La signora raschia il pavimento. Ogni tanto il telefono squilla, allora si alza lentamente – prima su un ginocchio, poi sull’altro, poi una spinta e via – si avvicina al mobile dell’apparecchio, alza la cornetta. La signora non ha mai parlato, da quando abita qui. Al telefono sorride, si batte una mano sul petto e guarda in alto. Rimane a bocca spalancata, un rivolo di bava le goccia sul colletto della vestaglia. Strappo un pezzo di scottex e la pulisco, poi prendo a mia volta il telefono, – Pronto? – ma il segnale è già andato.

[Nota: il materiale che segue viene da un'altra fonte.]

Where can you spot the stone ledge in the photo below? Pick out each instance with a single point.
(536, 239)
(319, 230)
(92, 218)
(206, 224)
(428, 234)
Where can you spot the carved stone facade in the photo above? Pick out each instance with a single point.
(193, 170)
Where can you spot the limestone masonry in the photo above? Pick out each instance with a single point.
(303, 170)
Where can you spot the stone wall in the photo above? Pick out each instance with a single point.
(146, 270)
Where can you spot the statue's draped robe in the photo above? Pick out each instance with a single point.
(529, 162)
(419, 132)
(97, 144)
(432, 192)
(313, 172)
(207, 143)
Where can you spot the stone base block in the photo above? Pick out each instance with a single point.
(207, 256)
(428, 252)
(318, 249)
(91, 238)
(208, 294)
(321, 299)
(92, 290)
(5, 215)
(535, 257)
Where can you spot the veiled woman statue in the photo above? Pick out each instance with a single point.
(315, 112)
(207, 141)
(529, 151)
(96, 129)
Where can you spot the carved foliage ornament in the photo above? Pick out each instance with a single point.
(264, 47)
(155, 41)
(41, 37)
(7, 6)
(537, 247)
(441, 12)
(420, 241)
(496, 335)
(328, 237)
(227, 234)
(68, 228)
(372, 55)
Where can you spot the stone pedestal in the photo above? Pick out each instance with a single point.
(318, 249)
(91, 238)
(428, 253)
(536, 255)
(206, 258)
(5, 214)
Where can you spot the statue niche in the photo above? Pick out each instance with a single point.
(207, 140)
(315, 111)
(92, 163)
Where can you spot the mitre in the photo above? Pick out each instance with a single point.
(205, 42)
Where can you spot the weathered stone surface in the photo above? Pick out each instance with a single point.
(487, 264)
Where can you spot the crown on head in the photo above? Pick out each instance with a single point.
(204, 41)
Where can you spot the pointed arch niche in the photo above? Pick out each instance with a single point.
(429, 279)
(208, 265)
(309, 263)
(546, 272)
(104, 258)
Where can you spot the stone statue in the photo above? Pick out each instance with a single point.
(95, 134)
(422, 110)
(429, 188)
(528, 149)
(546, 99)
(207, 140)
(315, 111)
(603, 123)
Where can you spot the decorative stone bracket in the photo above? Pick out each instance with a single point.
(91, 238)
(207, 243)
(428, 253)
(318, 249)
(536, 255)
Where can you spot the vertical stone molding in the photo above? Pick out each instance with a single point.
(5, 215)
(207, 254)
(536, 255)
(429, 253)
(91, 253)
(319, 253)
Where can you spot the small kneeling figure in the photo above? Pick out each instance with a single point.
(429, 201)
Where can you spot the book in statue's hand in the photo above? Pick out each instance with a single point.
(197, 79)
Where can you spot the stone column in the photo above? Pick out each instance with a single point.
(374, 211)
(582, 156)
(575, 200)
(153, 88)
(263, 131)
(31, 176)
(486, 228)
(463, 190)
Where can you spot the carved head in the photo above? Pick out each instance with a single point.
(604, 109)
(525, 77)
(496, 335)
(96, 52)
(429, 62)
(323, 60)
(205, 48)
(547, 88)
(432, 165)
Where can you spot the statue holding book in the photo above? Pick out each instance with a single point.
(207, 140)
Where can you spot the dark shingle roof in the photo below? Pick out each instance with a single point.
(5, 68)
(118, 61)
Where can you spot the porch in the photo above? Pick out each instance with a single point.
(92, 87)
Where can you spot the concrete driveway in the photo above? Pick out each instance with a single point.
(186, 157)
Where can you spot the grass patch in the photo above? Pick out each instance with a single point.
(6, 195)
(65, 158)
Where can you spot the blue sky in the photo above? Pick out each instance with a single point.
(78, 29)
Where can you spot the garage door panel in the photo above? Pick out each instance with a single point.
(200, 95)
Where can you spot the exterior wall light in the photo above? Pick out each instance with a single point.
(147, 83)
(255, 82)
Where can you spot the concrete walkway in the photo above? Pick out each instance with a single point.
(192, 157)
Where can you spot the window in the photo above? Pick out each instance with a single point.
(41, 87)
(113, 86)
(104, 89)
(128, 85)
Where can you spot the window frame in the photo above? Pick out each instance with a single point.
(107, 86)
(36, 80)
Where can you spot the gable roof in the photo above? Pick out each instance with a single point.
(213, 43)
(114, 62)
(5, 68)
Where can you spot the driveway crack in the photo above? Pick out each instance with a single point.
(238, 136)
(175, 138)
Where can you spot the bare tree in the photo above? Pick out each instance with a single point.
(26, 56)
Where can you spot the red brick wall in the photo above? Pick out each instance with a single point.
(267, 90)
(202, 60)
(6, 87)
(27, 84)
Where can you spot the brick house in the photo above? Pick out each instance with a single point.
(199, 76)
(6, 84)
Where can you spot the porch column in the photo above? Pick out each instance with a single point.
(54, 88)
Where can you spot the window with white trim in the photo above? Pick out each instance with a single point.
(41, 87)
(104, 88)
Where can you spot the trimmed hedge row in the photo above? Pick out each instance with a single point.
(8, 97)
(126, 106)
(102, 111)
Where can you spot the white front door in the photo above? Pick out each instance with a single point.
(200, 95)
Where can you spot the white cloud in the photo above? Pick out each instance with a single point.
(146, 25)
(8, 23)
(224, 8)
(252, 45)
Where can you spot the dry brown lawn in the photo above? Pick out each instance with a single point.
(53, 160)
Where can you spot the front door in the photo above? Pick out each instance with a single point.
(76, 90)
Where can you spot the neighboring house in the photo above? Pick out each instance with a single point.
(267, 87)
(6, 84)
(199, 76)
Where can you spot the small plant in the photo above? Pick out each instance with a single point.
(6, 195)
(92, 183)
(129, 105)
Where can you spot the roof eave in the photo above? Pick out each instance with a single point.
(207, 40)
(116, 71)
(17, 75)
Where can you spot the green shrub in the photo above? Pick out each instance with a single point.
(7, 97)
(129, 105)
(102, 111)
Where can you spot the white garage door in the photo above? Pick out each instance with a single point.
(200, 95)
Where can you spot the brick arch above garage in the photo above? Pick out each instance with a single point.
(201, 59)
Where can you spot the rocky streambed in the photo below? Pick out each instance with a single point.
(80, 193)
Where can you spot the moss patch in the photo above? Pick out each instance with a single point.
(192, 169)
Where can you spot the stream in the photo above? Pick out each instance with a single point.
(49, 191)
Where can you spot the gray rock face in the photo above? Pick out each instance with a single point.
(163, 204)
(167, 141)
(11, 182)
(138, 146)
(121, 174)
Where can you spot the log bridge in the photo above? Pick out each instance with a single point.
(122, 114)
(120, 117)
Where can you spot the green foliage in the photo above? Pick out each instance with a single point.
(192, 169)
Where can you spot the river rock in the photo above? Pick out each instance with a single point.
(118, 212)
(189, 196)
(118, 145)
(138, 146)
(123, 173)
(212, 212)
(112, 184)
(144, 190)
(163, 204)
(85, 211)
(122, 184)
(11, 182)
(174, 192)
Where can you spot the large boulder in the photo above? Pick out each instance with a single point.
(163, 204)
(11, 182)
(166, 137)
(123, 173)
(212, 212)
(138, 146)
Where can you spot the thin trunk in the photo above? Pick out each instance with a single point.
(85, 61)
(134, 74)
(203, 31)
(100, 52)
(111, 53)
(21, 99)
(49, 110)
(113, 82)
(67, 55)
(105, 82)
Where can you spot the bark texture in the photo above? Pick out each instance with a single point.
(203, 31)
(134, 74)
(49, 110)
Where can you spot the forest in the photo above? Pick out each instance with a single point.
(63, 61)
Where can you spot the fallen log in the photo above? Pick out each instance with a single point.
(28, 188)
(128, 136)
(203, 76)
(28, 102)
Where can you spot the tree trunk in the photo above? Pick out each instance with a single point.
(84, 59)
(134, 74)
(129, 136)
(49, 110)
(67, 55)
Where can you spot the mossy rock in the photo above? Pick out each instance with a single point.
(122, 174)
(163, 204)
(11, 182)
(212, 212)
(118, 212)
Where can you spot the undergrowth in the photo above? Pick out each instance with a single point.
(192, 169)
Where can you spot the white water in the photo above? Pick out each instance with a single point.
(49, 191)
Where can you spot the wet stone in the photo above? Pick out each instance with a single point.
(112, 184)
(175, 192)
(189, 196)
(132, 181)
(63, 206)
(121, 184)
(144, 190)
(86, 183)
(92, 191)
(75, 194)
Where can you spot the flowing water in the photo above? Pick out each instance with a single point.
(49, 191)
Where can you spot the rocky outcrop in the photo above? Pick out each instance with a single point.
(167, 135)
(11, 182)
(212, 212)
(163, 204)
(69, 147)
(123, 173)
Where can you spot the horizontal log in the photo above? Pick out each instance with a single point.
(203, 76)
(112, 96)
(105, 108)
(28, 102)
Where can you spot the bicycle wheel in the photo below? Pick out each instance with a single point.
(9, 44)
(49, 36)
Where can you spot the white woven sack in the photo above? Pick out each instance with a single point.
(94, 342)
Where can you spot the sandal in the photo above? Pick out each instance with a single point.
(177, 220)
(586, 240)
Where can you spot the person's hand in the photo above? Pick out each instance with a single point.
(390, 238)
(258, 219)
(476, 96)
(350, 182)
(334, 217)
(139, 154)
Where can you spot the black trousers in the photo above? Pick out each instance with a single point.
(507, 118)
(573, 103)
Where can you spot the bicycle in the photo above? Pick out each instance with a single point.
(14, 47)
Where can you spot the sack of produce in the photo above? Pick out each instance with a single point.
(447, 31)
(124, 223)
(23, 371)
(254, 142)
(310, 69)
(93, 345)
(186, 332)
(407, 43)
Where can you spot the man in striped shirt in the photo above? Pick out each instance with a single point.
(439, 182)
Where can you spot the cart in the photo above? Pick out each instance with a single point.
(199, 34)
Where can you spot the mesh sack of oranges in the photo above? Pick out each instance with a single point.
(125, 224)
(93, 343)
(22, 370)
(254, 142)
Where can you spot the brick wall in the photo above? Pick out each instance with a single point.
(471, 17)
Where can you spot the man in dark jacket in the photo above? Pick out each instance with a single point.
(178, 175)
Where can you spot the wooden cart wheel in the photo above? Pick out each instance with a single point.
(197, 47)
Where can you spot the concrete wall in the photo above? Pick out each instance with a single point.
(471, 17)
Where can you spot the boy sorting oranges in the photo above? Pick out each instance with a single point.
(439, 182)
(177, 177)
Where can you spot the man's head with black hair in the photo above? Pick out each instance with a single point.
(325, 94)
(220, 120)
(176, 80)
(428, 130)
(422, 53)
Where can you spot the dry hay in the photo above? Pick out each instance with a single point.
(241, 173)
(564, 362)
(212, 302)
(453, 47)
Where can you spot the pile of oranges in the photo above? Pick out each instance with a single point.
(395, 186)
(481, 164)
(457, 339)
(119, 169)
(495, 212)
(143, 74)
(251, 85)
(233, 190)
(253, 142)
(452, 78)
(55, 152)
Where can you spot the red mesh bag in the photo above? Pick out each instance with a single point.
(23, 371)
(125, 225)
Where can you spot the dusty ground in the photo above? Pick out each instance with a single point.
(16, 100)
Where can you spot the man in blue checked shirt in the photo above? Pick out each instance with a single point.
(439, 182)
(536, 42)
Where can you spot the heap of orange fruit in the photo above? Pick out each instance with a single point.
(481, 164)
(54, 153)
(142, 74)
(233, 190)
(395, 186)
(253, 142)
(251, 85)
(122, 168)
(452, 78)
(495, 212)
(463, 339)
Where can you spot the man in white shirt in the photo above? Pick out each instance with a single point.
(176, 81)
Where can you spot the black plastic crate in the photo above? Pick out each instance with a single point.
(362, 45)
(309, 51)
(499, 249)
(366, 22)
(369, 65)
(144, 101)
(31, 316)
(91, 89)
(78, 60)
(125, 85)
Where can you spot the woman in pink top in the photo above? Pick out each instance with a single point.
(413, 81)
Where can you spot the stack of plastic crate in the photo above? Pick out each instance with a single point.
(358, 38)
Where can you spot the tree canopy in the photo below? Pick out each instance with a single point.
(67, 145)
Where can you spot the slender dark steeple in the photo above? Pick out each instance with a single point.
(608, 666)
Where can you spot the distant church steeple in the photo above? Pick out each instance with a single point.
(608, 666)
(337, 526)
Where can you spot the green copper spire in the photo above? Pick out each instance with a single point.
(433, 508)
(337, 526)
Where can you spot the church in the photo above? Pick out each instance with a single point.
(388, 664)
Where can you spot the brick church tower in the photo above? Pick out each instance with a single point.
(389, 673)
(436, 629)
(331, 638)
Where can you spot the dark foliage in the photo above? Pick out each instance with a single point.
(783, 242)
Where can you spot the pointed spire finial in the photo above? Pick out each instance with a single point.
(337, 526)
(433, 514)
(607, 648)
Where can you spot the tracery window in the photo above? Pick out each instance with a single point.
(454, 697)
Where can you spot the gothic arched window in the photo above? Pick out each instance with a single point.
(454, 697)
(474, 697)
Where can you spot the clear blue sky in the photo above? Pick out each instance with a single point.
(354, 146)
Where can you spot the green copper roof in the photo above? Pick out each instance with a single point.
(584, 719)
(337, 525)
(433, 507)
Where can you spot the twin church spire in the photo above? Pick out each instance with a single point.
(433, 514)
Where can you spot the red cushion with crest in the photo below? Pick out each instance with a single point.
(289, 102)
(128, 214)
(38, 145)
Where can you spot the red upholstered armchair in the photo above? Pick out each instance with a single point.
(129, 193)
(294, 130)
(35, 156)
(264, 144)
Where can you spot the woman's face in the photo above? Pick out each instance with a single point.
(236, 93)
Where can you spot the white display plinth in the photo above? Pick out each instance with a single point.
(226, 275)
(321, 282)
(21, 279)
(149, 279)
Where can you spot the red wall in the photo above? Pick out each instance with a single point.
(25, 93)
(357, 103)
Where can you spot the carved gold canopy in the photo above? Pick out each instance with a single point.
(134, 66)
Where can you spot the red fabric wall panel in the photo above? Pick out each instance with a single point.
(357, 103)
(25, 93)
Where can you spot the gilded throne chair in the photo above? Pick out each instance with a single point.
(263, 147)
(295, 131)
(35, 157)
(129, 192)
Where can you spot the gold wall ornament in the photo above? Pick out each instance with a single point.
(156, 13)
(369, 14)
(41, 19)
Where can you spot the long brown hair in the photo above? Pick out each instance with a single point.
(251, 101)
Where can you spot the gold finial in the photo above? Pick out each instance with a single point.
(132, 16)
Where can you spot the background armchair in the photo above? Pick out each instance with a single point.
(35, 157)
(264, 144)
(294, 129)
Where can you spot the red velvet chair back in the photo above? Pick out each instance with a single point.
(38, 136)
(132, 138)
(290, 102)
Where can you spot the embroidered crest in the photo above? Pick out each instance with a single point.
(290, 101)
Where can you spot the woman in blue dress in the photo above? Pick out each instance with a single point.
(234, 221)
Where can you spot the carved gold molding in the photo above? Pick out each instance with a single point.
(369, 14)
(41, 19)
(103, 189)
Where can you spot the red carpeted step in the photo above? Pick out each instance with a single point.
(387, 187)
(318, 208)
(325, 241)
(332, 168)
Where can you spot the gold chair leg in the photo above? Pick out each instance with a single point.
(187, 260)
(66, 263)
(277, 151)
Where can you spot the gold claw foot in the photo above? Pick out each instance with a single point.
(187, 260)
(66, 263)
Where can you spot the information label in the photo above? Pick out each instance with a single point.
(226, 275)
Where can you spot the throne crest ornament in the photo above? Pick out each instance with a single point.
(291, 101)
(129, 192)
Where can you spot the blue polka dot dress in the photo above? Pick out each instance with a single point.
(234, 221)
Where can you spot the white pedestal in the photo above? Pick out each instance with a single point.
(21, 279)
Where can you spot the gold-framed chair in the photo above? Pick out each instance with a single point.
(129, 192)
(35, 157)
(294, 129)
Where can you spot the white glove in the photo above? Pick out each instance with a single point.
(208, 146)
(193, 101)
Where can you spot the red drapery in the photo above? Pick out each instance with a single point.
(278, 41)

La signora raschia il pavimento dove il gatto ha vomitato. Ha un siamese tronfio e pigro, che ogni giorno biascica chissà quante foglie delle rose in giardino, quelle trattate, che puntualmente rigetta in qualche angolo buio della casa. La signora aspetta che succeda, ogni giorno, perché è tutto ciò che le resta da fare. Allora asciuga il vomito con la carta, passa lo straccio, prende la spazzola rossa e comincia a strofinare. Strofina per ore, finché non si addormenta stremata poggiata al muro.
Io sto nella stanza in fondo. Dalla porta, sempre aperta, vedo il corridoio, il salotto scuro e la polvere che galleggia nei righi di luce che entrano dalla vetrata. Non sento suoni, solo ogni tanto lo strascicare delle ciampelle della signora e il rumore della spazzola sul pavimento. Alla signora invidio i capelli rossi, ancora lucenti.
Qui, oltre a me e lei, non è rimasto più nessuno.